Chapter VII. Load Instructions

Load instructions are abbreviated as LD and they always have two inputs, the destination on the left and the source on the right. The word "load" here is a synonym with "copy", so while the original value in the destination register is overwritten, the value in the source is left alone. You'll sometimes see me using the word "store" instead of load. This is fundamentally the same operation, it's just English semantics to whether we're copying into or out of the register in question, such as storing to RAM or loading from RAM.

There are a lot of different load instructions. The simplest are the ones that make up four entire rows from 0x40 through 0x7F (with the exception of 0x76). These all load a value from one 8-bit register to another, without changing any flags. The large number of possible register pairings requires there to be many different operations in total. Fortunately, this means that we can encompass this entire block with a single helper function.

An image showing the section of instructions dealing with loads — The 0x40 through 0x7F block of instructions, which handle loads.

Like the Increment/Decrement instructions before, there are some different load instructions that make up the first four elements of some columns. The columns beginning with 0x02 and 0x0A load values pointed to by 16-bit register into 8-bit registers (and vice versa), sometimes modifying their address register via (HL+), as described above.

Image showing the two columns handling incremental loads — The top four instructions of the 0x2 and 0xA columns.

The two columns of 0x01 and 0x0E do something we haven't seen before, which is to use "immediate" values. Rather than load a value to or from a register, these fetch the next 8-bit or 16-bit value from RAM and load that into the corresponding register. I use the term "fetch" in the same sense we implemented it the fetch function; reading the data pointed to by the PC, and incrementing it after. For the 16-bit loads, that means fetching twice and combining the two bytes into a single value (via fetch_u16).

Image showing the two columns handling immediate loads — The top four instructions of the 0x1 and 0xE columns.

There is a final lone load instruction near the top of the chart, 0x08 LD (u16), SP. This instruction has several steps, fetching the next 16-bit value from the PC, treating that as a RAM memory address, and storing the value into the SP register (which, don't forget, is a 16-bit value).

Image showing the LD (u16), SP instruction. — Opcode 0x08 - `LD (u16), SP`

In the bottom quarter of the opcode table, there are a few more load instructions. 0xE0, 0xF0, 0xE2, and 0xF2 all grab an 8-bit value; either by fetching or from the value stored in the C register, add 0xFF00 to it to get a new memory address, then either load or store it into the A register.

Image showing the offset load instructions. — Opcodes 0xE0, 0xF0, 0xE2, and 0xF2

Finally, there are four remaining LD's. 0xEA and 0xFA do something similar to 0x08 did above, where it fetched a 16-bit value and read or stores a value from A into it, rather than SP. 0xF9 simply copies the value from the HL register into SP, and 0xF8 does something similar, but fetches a value, adds that to SP, then stores it into HL.

Image showing the final few load instructions — The last load instructions — 0xF8, 0xF9, 0xEA, and 0xFA

Loading is a very important operation, and over one fourth of all instructions are devoted to it.

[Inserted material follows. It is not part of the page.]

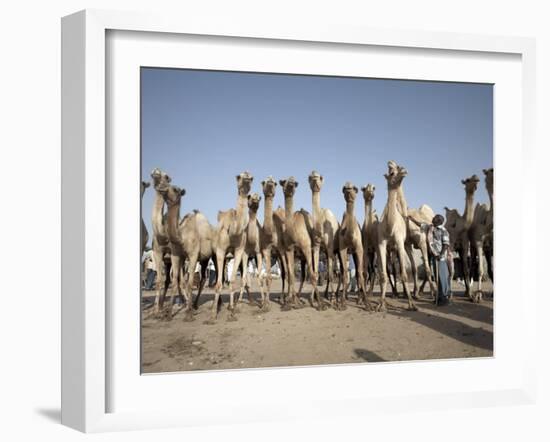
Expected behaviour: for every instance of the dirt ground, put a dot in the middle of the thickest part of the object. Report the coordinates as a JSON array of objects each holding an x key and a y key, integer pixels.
[{"x": 309, "y": 337}]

Many of them share common behavior, but as you have seen, many will require their own unique approach. Rather than have many niche helper functions, we're not going to have any. Try not to panic, as the reason isn't that there is no common behavior between instructions, but that the common behavior is already covered by some of our functions. Recall what most of the load instructions have in common. For one, only one of them modifies any flags, which simplifies things quite a bit. Secondly, with only a few exceptions all of them take a value and store it into a register. We already have functions that do that (set_r8 and set_r16). These will be our helper functions, and it will be the job of whoever calls them to acquire the values they need to store.

8-bit Load Instructions

Let's look at some examples. The majority of the load instructions are between two 8-bit registers, such as 0x41 LD B, C. Recall that when loading, the source register is on the right, and the destination is on the left. So to implement this instruction, we need to get the value out of the C register, and store it into B.


// In cpu/opcodes.rs

// LD B, C
// ----
fn ld_41(cpu: &mut Cpu) -> u8 {
    let val = cpu.get_r8(Regs::C);
    cpu.set_r8(Regs::B, val);
    1
}

One interesting quirk is that there are a number of instructions where nothing has to happen, where the source and destination registers are the same. These functionally are the same as a NOP. 0x40 LD B, B is one such example.


// In cpu/opcodes.rs

// LD B, B
// ----
fn ld_40(_cpu: &mut Cpu) -> u8 {
    // Don't need to copy a value from a register to itself, do nothing
    1
}

Several of these instructions would only copy a value to itself and can be ignored. This isn't an oversight or a typo, it's a side effect of how the opcodes are laid out. I've drawn attention on several occasions to the intentional patterns in the rows and columns of the opcode table. The first part of the 0x40 row is for copying values into register B, and that portion of the 0x00 column copies values out of register B, so when the two patterns intersect, you copy from B to B. The designers could've replaced this instruction with something more useful (as they did with 0x76, HALT), but elected to keep the pattern intact. This just means less work for us and our emulator.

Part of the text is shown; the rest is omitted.